In the report, the commission, which co-regulates NZX's equities and debt markets, said it was widely recognised "that a listed exchange company's dual roles create the potential for conflicts of interest".
NZX, which has had an uneasy relationship with the commission, particularly in the wake of the collapse of Access Brokerage in late 2005, does not believe a conflict exists.
However it acknowledges that "the perception" of such conflicts exists "and is held in some quarters".
"While it is inevitable that the parties will not be in complete accord on every matter, we see this as a healthy aspect of the dynamics of the co-regulatory model," said NZX head of regulation Elaine Campbell.
NZX appears to have recognised potential for a conflict of interest by creating an independent Special Division which fulfils NZX Regulation's role in matters related to NZX itself.
But last year NZX sought a waiver from the Special Division to increase Weldon's remuneration, and when the division sought information about the matter, NZX declined to provide it.
NZX argued that it did not have powers to compel disclosure of information from other listed issuers and was therefore not obliged to provide the information itself.
In that instance the division obtained the information by other means and granted a waiver.
The commission said it did not consider it was appropriate for NZX to refuse access to the information.
"NZX should comply fully with all lawful requests and directions from the Special Division."
Commission chairwoman Jane Diplock said while NZX had deemed that the requested information wasn't relevant to Special Division's decision, that was for the division to decide.
The commission also found that "in practice NZXR does have the power to compel production of information by otherwise refusing to grant waivers where relevant and requested information is not provided".
Among its recommendations, the commission said that Special Division should ensure that it was fully aware of the powers available to NZX Regulation in respect of other listed issuers, and should exercise those powers as appropriate in relation to NZX.

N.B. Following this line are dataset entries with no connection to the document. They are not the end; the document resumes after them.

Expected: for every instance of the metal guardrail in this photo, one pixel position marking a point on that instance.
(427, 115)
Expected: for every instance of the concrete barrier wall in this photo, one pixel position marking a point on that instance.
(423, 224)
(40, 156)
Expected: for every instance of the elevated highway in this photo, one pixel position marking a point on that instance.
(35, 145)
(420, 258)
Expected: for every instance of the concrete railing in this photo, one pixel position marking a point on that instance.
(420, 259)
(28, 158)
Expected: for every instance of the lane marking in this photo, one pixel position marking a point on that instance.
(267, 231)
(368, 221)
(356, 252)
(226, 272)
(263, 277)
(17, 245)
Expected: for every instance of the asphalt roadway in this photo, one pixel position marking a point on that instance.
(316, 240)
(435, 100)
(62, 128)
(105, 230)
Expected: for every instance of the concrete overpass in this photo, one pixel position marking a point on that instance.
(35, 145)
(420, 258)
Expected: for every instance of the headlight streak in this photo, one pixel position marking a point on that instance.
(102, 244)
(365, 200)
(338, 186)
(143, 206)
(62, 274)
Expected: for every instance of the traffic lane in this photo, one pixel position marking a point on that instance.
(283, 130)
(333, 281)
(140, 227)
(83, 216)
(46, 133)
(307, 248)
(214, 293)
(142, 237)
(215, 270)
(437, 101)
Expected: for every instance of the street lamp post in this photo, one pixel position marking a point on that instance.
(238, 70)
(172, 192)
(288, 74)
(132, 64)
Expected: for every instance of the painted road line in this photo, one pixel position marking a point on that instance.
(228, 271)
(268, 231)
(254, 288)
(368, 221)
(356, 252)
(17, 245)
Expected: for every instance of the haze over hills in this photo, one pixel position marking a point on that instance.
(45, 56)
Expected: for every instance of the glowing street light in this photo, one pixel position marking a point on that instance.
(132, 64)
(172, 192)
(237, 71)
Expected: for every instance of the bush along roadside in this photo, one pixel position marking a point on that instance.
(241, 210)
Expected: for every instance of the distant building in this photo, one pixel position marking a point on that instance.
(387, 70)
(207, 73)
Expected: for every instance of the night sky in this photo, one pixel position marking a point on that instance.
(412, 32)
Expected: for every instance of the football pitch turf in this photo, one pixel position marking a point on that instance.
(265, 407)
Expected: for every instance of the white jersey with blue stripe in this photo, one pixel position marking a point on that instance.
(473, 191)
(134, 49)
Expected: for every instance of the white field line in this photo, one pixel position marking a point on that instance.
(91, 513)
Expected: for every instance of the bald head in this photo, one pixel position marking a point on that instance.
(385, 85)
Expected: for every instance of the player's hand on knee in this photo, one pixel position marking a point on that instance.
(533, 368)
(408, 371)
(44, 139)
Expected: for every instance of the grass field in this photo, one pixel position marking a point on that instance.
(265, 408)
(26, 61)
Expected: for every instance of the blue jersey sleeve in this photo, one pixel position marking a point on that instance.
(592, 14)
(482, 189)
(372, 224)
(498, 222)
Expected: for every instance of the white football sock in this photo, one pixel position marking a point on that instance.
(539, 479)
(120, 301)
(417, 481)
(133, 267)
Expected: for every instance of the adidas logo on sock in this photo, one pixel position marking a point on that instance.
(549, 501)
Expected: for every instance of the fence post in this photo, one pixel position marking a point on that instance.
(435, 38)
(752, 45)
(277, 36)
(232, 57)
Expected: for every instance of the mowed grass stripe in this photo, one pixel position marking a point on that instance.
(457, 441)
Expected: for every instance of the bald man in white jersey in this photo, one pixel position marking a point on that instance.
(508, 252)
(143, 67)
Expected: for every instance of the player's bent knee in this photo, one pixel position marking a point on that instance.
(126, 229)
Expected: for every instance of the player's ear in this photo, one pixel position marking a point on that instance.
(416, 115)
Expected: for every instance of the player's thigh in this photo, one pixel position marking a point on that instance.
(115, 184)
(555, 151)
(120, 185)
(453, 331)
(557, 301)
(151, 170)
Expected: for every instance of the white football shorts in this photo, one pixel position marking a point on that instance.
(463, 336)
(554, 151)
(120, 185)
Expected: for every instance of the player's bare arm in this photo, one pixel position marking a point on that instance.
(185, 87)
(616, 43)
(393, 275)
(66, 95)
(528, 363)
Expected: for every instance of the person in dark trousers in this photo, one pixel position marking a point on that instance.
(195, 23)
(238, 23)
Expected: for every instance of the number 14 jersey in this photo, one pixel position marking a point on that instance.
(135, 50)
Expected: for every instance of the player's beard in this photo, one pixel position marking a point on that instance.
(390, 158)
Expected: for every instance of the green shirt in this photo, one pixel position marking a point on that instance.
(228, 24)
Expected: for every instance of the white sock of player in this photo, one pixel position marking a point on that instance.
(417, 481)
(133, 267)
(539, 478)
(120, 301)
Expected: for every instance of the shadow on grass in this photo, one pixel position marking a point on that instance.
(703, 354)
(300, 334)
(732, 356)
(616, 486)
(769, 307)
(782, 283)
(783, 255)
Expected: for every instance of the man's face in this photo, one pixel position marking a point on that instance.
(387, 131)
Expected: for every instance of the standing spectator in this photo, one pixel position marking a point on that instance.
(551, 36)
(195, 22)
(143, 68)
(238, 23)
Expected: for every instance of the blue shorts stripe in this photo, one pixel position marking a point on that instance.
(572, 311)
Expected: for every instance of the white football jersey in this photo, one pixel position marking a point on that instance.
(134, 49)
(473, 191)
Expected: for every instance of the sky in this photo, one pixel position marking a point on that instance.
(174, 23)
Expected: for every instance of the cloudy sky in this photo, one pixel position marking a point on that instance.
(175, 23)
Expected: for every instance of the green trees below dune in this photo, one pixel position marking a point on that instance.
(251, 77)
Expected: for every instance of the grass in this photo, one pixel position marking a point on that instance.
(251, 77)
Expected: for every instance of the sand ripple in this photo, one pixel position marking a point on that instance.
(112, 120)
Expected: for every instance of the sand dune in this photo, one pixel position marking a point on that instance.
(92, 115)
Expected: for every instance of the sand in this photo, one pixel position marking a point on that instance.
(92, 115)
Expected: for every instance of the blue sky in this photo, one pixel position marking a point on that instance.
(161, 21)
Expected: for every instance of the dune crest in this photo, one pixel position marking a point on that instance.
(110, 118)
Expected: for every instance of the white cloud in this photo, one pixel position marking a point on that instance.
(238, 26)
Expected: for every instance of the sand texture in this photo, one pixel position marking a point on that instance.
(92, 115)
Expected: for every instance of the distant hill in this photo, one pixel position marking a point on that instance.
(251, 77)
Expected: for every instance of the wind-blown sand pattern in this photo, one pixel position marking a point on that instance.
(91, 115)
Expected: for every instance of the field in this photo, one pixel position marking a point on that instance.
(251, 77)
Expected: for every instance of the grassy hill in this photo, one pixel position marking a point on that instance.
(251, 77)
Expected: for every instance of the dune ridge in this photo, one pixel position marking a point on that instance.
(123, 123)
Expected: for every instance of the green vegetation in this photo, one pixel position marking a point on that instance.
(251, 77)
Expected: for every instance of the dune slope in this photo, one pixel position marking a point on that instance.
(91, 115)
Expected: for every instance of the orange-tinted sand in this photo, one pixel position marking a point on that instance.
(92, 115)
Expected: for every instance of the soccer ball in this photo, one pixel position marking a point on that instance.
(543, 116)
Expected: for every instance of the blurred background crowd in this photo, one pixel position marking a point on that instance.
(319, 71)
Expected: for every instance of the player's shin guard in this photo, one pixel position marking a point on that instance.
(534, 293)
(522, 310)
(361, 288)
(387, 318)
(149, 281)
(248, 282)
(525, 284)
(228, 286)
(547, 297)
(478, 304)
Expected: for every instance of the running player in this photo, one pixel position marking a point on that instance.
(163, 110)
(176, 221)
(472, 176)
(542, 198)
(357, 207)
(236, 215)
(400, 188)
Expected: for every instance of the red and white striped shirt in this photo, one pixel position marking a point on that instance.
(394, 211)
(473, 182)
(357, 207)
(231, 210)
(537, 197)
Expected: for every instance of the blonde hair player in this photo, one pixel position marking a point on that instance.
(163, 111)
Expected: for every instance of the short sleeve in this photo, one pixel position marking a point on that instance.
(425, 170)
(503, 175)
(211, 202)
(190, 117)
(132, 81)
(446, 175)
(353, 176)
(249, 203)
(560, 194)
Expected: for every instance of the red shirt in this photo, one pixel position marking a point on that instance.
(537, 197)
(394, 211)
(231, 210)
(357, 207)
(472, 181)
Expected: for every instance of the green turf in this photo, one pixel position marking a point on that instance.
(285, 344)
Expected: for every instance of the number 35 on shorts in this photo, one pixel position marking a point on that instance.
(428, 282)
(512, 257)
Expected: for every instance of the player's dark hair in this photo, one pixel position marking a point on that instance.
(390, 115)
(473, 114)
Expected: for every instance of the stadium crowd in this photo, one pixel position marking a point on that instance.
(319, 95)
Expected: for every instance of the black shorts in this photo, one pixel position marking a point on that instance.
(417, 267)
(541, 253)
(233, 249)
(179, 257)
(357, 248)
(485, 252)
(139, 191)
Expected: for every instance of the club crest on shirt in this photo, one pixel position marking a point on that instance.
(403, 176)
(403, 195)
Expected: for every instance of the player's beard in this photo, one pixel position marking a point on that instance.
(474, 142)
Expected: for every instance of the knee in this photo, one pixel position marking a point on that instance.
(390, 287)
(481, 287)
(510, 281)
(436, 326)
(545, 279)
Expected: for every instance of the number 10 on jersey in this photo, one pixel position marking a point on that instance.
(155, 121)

Although the commission found that the Special Division had "operated adequately" during the review period, it had "not yet been tested in a significant matter".

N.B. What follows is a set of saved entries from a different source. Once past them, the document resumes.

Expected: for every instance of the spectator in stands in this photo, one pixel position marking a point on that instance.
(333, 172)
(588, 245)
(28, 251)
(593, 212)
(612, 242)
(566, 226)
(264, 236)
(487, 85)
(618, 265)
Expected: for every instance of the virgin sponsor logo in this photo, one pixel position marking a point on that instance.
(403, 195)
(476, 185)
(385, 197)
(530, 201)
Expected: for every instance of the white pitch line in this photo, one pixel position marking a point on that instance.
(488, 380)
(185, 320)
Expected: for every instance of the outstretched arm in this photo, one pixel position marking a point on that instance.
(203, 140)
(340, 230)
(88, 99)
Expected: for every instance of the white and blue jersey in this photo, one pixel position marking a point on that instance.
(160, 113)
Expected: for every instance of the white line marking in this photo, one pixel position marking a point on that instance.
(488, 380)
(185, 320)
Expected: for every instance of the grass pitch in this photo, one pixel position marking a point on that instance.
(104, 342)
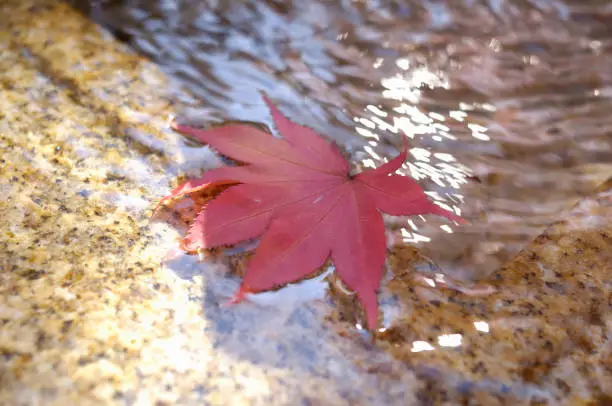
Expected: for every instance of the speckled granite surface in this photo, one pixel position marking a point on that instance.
(88, 315)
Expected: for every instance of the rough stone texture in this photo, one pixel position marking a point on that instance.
(548, 321)
(89, 315)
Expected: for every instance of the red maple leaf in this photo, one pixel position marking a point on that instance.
(298, 194)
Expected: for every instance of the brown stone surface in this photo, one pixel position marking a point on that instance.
(545, 331)
(88, 315)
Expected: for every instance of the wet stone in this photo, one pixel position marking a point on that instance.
(91, 314)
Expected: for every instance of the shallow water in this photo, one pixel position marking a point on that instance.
(516, 94)
(513, 95)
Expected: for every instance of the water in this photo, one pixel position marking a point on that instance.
(507, 104)
(514, 93)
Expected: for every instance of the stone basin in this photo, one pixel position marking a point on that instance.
(91, 314)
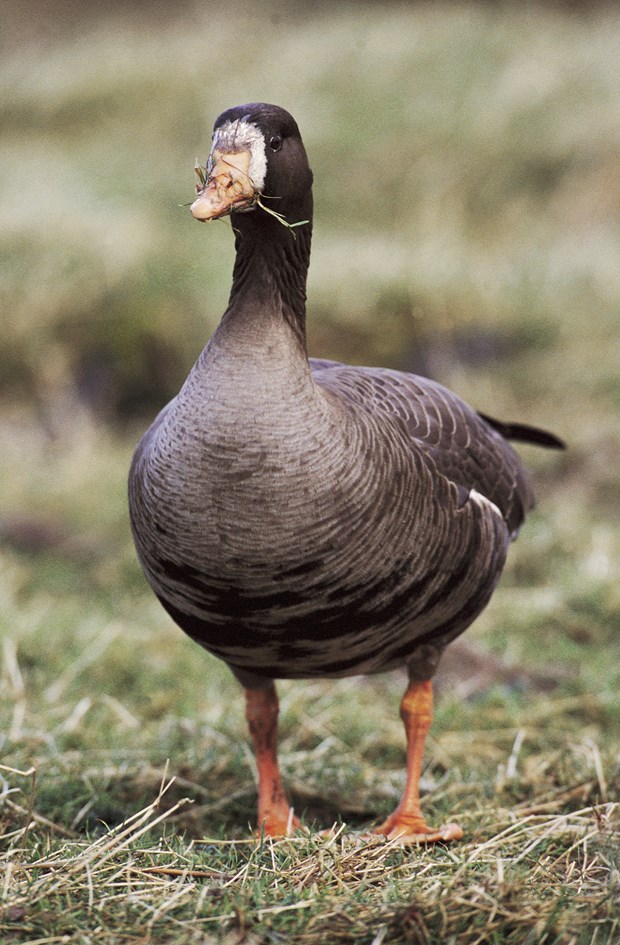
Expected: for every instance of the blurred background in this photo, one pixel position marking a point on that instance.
(467, 193)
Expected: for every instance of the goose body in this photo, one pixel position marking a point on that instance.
(303, 518)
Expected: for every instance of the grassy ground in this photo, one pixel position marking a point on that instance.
(467, 189)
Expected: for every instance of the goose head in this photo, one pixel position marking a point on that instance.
(257, 165)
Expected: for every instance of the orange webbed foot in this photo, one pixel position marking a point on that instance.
(278, 824)
(405, 830)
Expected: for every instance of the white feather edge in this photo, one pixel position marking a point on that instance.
(242, 135)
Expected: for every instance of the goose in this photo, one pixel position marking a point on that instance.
(303, 518)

"In light of ... NZX's refusal to provide requested information, we have reservations as to how the Special Division would deal with a contentious situation with NZX."
The commission also recommended strengthening the division's independence from NZX by restricting the NZX solicitor who liaises between NZXR and the division from performing corporate advisory work for NZX and also by formalising NZXR's support for Special Division.

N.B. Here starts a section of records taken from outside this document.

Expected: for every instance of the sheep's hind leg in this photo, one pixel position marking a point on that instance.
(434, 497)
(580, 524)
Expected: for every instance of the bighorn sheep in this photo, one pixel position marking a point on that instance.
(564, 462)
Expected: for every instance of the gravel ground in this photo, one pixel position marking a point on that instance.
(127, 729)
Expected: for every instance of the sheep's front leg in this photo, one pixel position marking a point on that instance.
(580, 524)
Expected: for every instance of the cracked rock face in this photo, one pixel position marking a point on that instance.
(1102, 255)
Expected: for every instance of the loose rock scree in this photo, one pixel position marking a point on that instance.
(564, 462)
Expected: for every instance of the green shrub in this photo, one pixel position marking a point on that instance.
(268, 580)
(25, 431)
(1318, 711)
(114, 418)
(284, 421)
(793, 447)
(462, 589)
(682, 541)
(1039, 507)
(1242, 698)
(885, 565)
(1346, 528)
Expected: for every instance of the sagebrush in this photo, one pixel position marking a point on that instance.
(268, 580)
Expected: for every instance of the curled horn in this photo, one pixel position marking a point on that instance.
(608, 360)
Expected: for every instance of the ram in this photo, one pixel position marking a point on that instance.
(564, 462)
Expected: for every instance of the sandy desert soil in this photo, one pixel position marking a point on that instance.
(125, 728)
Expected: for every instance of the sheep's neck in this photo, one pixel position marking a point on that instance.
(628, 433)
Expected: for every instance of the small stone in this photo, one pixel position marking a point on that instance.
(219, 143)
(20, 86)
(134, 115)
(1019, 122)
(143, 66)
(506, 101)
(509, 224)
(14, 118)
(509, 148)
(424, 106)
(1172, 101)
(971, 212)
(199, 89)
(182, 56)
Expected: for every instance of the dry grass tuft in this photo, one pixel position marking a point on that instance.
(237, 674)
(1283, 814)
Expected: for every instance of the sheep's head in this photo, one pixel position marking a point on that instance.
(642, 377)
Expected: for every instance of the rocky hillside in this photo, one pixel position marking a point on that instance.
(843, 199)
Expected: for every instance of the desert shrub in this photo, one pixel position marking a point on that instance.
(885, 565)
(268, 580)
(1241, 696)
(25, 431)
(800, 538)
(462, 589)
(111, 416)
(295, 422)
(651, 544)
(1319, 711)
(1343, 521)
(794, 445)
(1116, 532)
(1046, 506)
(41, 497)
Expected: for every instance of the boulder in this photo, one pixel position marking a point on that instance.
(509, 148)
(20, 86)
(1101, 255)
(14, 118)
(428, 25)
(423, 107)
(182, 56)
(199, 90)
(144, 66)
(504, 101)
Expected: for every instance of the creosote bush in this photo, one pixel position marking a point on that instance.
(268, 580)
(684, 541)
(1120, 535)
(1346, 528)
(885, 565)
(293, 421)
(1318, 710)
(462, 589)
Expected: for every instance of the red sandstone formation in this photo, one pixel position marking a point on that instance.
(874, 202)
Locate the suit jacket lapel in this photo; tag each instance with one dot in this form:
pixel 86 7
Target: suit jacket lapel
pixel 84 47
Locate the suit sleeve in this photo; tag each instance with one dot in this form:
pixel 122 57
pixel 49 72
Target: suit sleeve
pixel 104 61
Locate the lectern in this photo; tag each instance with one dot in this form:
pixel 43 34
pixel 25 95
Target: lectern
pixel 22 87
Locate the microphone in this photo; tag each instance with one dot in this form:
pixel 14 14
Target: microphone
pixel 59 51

Diplock said the "goodwill" of the current chairman had allowed the Special Division to carry out its functions so far. "But we think it needs to be regularised."
NZX is to take action on some of the recommendations with regard to Special Division and other areas of its regulatory activity but will "reconsider its position" on others.
Self-policing
NZX Regulation:
* Supervises the activities of listed companies and other issuers in relation to their compliance with listing rules.
Special Division:
* An independent body which "stands in the shoes" of NZX Regulation in matters relating to NZX.
* Comprises four NZX-appointed members who are approved by the Securities Commission.
* Is dependent on NZX for resources.